FastAPI deploys to Azure Container Apps. We chose this over AKS because it abstracts cluster management while still supporting custom VNET integration, Dapr, and proper scaling-to-zero with configurable minimum replicas. The Azure Data Scientist Associate workloads (Azure ML, Azure OpenAI) sit in the same subscription, so managed identity and role assignments are straightforward.

# Dockerfile
FROM python:3.12-slim AS base

WORKDIR /app

# install uv for deterministic, fast dependency resolution
RUN pip install uv==0.4.10

COPY pyproject.toml uv.lock ./
RUN uv sync --frozen --no-dev

---

FROM base AS runtime

COPY app/ ./app/
COPY alembic/ ./alembic/
COPY alembic.ini ./

# non-root user
RUN adduser --disabled-password --gecos "" appuser
USER appuser

EXPOSE 8000

CMD ["uv", "run", "uvicorn", "app.main:app", \
     "--host", "0.0.0.0", \
     "--port", "8000", \
     "--workers", "2", \
     "--loop", "uvloop"]

Two workers is intentional. Azure Container Apps scales horizontally by adding replicas, not vertically within a replica. More than two workers per replica creates memory pressure without throughput benefit on a standard consumption workload.

The Container Apps configuration sets minimum replicas to 1 for the production environment. This eliminates cold starts entirely for paying users. For staging, minimum replicas is 0 — the cold start there is acceptable and keeps costs near zero.

What to watch out for

Cold starts

Python containers take longer to start than Node containers. A fresh FastAPI container with LangChain and the Azure OpenAI SDK imported typically takes 4–8 seconds to reach a healthy state. Two mitigations: keep minimum replicas at 1 in production (as above), and use a /health endpoint that returns immediately without touching the database so the load balancer marks the container ready quickly.
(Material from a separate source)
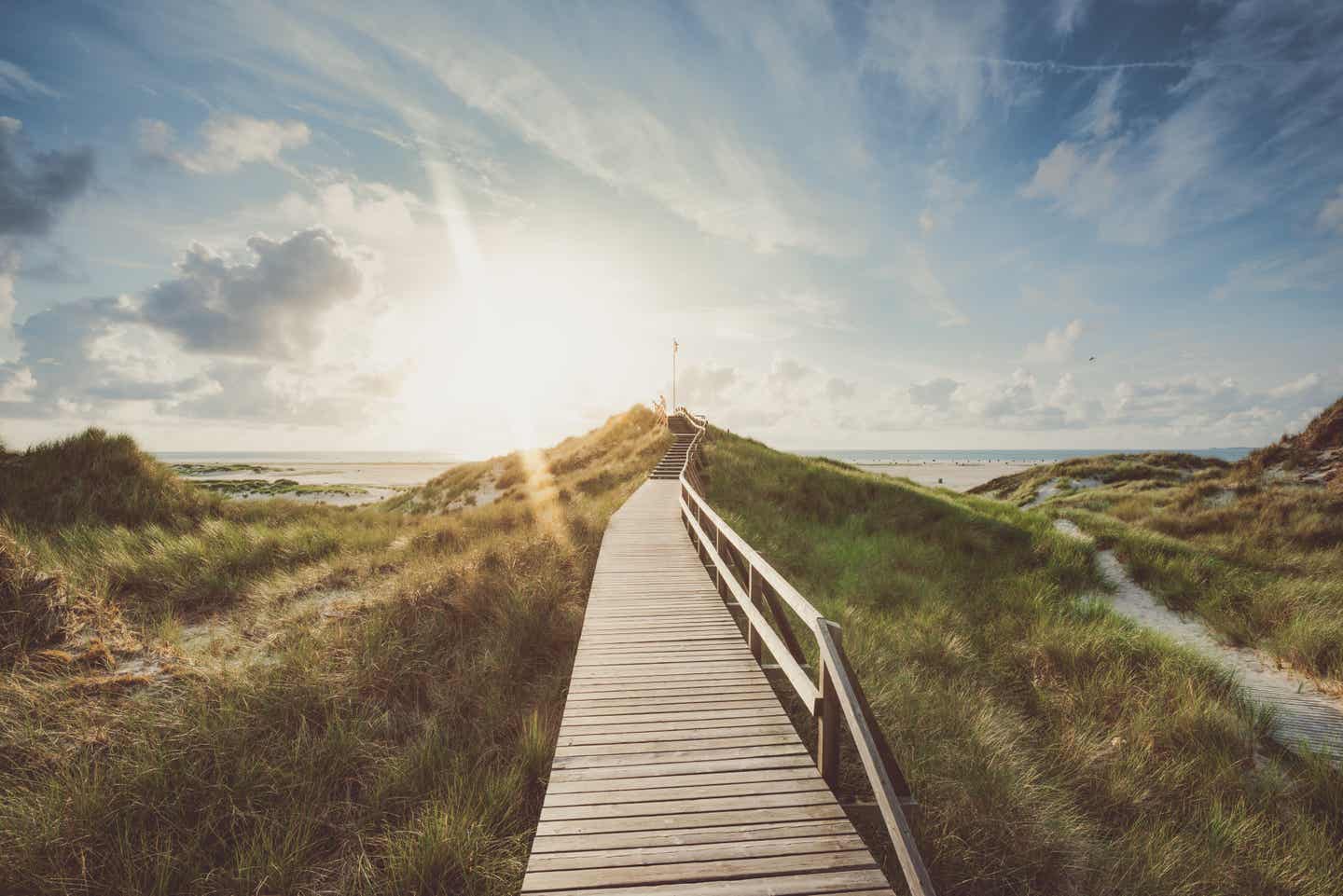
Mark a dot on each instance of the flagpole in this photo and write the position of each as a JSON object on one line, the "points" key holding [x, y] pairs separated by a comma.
{"points": [[674, 347]]}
Do not do any blocking I/O in the module-level scope — defer database connection pool creation to the startup lifecycle event.

CORS in production

Because FastAPI is not directly browser-accessible — all requests are proxied through Next.js — CORS on the FastAPI service only needs to allow the Next.js server's outbound IP range, not *. In practice we restrict to the Vercel CIDR or, better, rely on VNET integration so the FastAPI service is unreachable from the public internet entirely. Never set allow_origins=["*"] on a service that accepts authenticated JWTs.

Streaming gotchas

Three things break streaming in ways that are non-obvious to debug:

Vercel function timeout. Streaming functions have a different timeout limit than standard functions. On the Pro plan the streaming limit is 300 seconds. If your AI responses routinely exceed two minutes, set maxDuration = 300 in the route segment config.
Nginx buffering. Already mentioned: X-Accel-Buffering: no on the FastAPI response headers. Azure Application Gateway has an equivalent setting (request-timeout) that can swallow slow streams — set it to 300 seconds.
Fetch duplex: 'half'. Node 18+ requires this option when you want to read a streaming response body from fetch(). Without it you get a TypeError: Cannot set property body of #<Request>. The TypeScript type definition does not include duplex yet, so the cast to RequestInit in the example above is intentional.

tRPC vs direct fetch

tRPC is the right choice for Next.js ↔ Next.js API routes — it gives you end-to-end type safety with no schema file. It is not the right choice for Next.js ↔ FastAPI, because tRPC requires a Node.js server on both ends. Use direct fetch() with the generated Zod schemas for validation at the boundary. Reserve tRPC for internal Next.js server-to-client data loading where you want the React Query integration.

Closing thoughts

The architecture described here is running in production at two companies handling sensitive enterprise data. The split is not about trendy polyglot engineering — it is about using the right tool for each job. TypeScript is better at the UI and edge layer. Python is better at the AI and data-science layer. The boundary between them is narrow, well-defined, and type-safe.

The parts that need the most care are the auth boundary (one-use JWTs, no cookies crossing services), the streaming pipeline (proxy the ReadableStream, set the right headers, configure timeouts), and the type generation step (run it in CI, fail loudly on drift). Get those three right and the rest is straightforward.